Infrastructure Without Borders
This design goal, however, brings with it a set of technical issues that must be addressed:
End-to-end security policies: Policy and control cannot be domain-specific. If security is to be consistent, it has to be administered over-the-top. This places policy management requirements on all places in the infrastructure, from data center to branch.
End-to-end visibility: Policy is only part of the equation. For policy to be administered, systems and operators must have end-to-end visibility within the infrastructure. This is especially true as workloads require more coordination of resources in a multicloud architecture, meaning systems must be designed with telemetry and data modeling in mind.
End-to-end operational control: Ultimately, the workflows that administer these environments must extend beyond domain boundaries. If management becomes manual, the entire system breaks down, which makes automated control a must-have for multicloud environments. Accordingly, enterprises must decide on a control model, which will drive API requirements and data distribution mechanisms. For policy-related operations, there must be a software layer that translates application or user-side intent into device behavior, accounting for dynamic orchestration that is typical of cloud ecosystems.
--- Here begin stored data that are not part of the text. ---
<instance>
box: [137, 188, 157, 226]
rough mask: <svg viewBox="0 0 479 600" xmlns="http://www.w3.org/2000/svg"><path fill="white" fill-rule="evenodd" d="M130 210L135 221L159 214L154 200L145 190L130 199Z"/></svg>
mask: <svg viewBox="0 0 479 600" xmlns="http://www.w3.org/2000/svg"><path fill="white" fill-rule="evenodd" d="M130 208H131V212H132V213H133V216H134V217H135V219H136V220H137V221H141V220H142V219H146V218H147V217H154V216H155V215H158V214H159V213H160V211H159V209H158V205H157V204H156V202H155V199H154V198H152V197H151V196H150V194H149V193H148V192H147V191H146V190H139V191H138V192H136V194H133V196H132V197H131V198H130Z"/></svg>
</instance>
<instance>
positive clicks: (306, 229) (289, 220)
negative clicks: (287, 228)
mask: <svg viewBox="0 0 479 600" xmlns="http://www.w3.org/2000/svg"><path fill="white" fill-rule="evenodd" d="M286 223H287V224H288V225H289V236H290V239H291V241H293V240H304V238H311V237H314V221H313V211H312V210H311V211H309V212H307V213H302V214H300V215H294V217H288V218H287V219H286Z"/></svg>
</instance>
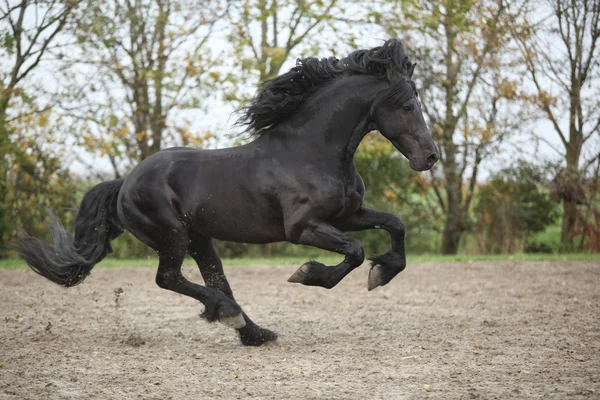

Keeping Complexity in Check
If the premise of siloed design was to contain complexity, bringing everything back together is going to remove the safeguard that has made IT manageable until now. How do enterprises cope when they lose their best defense against a crippling foe?
As more companies migrate to multicloud, a new class of tools are emerging, with many of them meant to combat complexity. Whether it’s multi-domain orchestration or end-to-end visibility, these tools are quickly becoming the foundation for a new kind of architecture expressly built with multicloud in mind. The key will be seamlessly integrating these tools across the whole of the enterprise (data center, campus, branch, and public cloud), and also across the entire technology stack (from application layers down to transport).
More Than Just Technology
The biggest change in all of this, however, will prove to be cultural. There is a degree of muscle memory in how infrastructure is managed, and breaking design habits and operational practices is going to be difficult.
Large, black-out-the-sun type projects will be doomed to failure, not because of the products but because of the design philosophy. The best enterprises can do is to think holistically and think about where they want to be and take deliberate actions when expanding teams or purchasing technology that allow them to reach future objectives. Make sure that every decision helps unify the infrastructure in a bid to make it multi-cloud ready.